Disable memory tracking (to avoid tracemalloc overhead):
pipeline = Pipeline(
source=MySource(),
sink=MySink(),
track_memory=False, # disable tracemalloc
)
GPU Memory Tracking#
To track GPU memory, set track_gpu=True:
pipeline = Pipeline(
source=MySource(),
sink=MySink(),
track_gpu=True,
)
This uses torch.cuda.max_memory_allocated() to capture peak GPU memory
per index. Requires PyTorch with CUDA support. If torch is not installed
or CUDA is unavailable, GPU fields will be None.
Output Formats#
Console Table#
metrics.to_console()
Prints a human-readable summary with per-index breakdown and stage averages.
JSON File#
metrics.to_json("profile.json")
Writes full metrics (including per-stage breakdowns) as structured JSON.
CSV File#
metrics.to_csv("profile.csv")
Writes one row per index with columns for wall time, memory, GPU memory, and per-stage timing.
Programmatic Access#
info = metrics.summary()
info["total_wall_time_ns"] # int
info["mean_index_time_ns"] # float
info["indices"][0]["stages"] # list of stage dicts
Using with Parallel Backends#
Profiling works with all backends — sequential, thread_pool, process_pool, loky, dask, and prefect — without any backend modifications.
Metrics are stored in a SQLite database using WAL mode, which supports
safe concurrent writes from multiple threads and processes. Each worker
records its metrics independently and the pipeline.metrics property
aggregates them on demand.
results = run_pipeline(pipeline, n_jobs=8, backend="process_pool")
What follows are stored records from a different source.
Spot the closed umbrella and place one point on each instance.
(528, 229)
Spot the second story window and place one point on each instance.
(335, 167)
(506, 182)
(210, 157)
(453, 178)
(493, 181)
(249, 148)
# Aggregates metrics from all workers
metrics = pipeline.metrics
metrics.to_console()
Disabling Profiling#
Set track_metrics=False to disable all profiling and checkpointing:
pipeline = Pipeline(
source=MySource(),
sink=MySink(),
track_metrics=False,
)
Full Example#
from physicsnemo_curator import Pipeline, run_pipeline
# Build a pipeline (profiling is on by default)
pipeline = (
MySource(path="/data/cfd/")
.filter(NormalizeFilter())
.filter(ResampleFilter(target_resolution=0.01))
.write(MeshSink(output_dir="/output/"))
)
# Enable GPU tracking
pipeline.track_gpu = True
# Run
results = run_pipeline(pipeline, n_jobs=4, backend="process_pool")
# Analyze
metrics = pipeline.metrics
metrics.to_console() # Quick visual summary
metrics.to_json("profile.json") # Detailed JSON for analysis
metrics.to_csv("profile.csv") # CSV for spreadsheet
# Programmatic access
summary = metrics.summary()
print(f"Processed {summary['num_indices']} indices")
print(f"Total time: {summary['total_wall_time_ns'] / 1e9:.2f}s")
print(f"Peak memory: {summary['total_peak_memory_bytes'] / 1e6:.1f} MB")
Pipeline Fields#
Field |
Type |
Default |
Description |
|---|---|---|---|
|
|
|
Enable timing, checkpointing, and metrics |
|
|
|
Enable |
|
|
|
Enable GPU memory tracking via PyTorch |
|
|
|
Override database directory (default: |
API Reference#
PipelineMetrics#
class PipelineMetrics:
indices: list[IndexMetrics]
# Properties
total_wall_time_ns: int
mean_index_time_ns: float
total_peak_memory_bytes: int
# Output
def to_console(self) -> None: ...
def to_json(self, path: str | Path) -> None: ...
def to_csv(self, path: str | Path) -> None: ...
def summary(self) -> dict: ...
IndexMetrics#
class IndexMetrics:
index: int
stages: list[StageMetrics]
wall_time_ns: int
peak_memory_bytes: int
gpu_memory_bytes: int | None
StageMetrics#
class StageMetrics:
name: str
wall_time_ns: int